Hart Publishing has released a number of new titles, including:
Marc T Moore, Corporate
Governance in the Shadow of the State
Over recent decades corporate governance has developed
an increasingly high profile in legal scholarship and practice, especially in
the US and UK. But despite widespread interest, there remains considerable
uncertainty about how exactly corporate governance should be defined and
understood. In this important work, Marc Moore critically analyses the core
dimensions of corporate governance law in these two countries, seeking to
determine the fundamental nature of corporate governance as a subject of legal
enquiry. In particular, Moore examines whether Anglo-American corporate
governance is most appropriately understood as an aspect of 'private'
(facilitative) law, or as a part of 'public' (regulatory) law. In contrast to
the dominant contractarian understanding of the subject, which sees corporate
governance as an institutional response to investors' market-driven private
preferences, this book defines corporate governance as the manifestly public
problem of securing the legitimacy – and, in turn, sustainability – of
discretionary administrative power within large economic organisations. It
emphasises the central importance of formal accountability norms in
legitimating corporate managers' continuing possession and exercise of such
power, and demonstrates the structural necessity of mandatory public regulation
in this regard. In doing so it highlights the significant and conceptually
irreducible role of the regulatory state in determining the key contours of the
Anglo-American corporate governance framework. The normative effect is to
extend the state's acceptable policy-making role in corporate governance, as an
essential supplement to private ordering dynamics.
Antoine Vauchez and Bruno
de Witte (eds), Lawyering
Europe: European Law as a
Transnational Social Field
While scholarly writing has dealt with the role of law
in the process of European integration, so far it has shed little light on the
lawyers and communities of lawyers involved in that process. Law has been one
of the most thoroughly investigated aspects of the European integration
process, and EU law has become a well-established academic discipline, with the
emergence more recently of an impressive body of legal and political science
literature on 'European law in context'. Yet this field has been dominated by
an essentially judicial narrative, focused on the role of the European courts,
underestimating in the process the multifaceted roles lawyers and law play in
the EU polity, notably the roles they play beyond the litigation arena. This
volume seeks to promote a deeper understanding of European law as a social and
political phenomenon, presenting a more complete view of the European legal
field by looking beyond the courts, and at the same time broadening the
scholarly horizon by exploring the ways in which European law is actually made.

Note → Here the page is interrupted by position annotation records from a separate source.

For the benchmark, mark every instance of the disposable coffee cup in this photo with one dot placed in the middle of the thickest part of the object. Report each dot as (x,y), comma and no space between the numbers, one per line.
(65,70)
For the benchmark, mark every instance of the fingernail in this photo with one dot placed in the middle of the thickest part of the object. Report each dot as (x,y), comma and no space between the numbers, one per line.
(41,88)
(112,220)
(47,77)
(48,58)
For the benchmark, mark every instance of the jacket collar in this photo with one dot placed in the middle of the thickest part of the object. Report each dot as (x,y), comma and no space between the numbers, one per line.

To do this it describes the roles of the great variety of actors who stand
behind legal norms and decisions, bringing together perspectives from various
disciplines (law, political science, political sociology and history), to offer
a global multi-disciplinary reassessment of the role of 'law' and 'lawyers' in
the European integration process.
Mikael Rask Madsen and Gert
Verschraegen (eds), Making
Human Rights Intelligible: Towards a
Sociology of Human Rights
Human rights have become a defining feature of
contemporary society, permeating public discourse on politics, law and culture.
But why did human rights emerge as a key social force in our time and what is
the relationship between rights and the structures of both national and
international society? By highlighting the institutional and socio-cultural
context of human rights, this timely and thought-provoking collection provides
illuminating insights into the emergence and contemporary societal significance
of human rights. Drawn from both sides of the Atlantic and adhering to
refreshingly different theoretical orientations, the contributors to this
volume show how sociology can develop our understanding of human rights and how
the emergence of human rights relates to classical sociological questions such
as social change, modernisation or state formation. Making Human Rights
Intelligible provides an important sociological account of the
development of international human rights. It will be of interest to human
rights scholars and sociologists of law and anyone wishing to deepen their
understanding of one of the most significant issues of our time.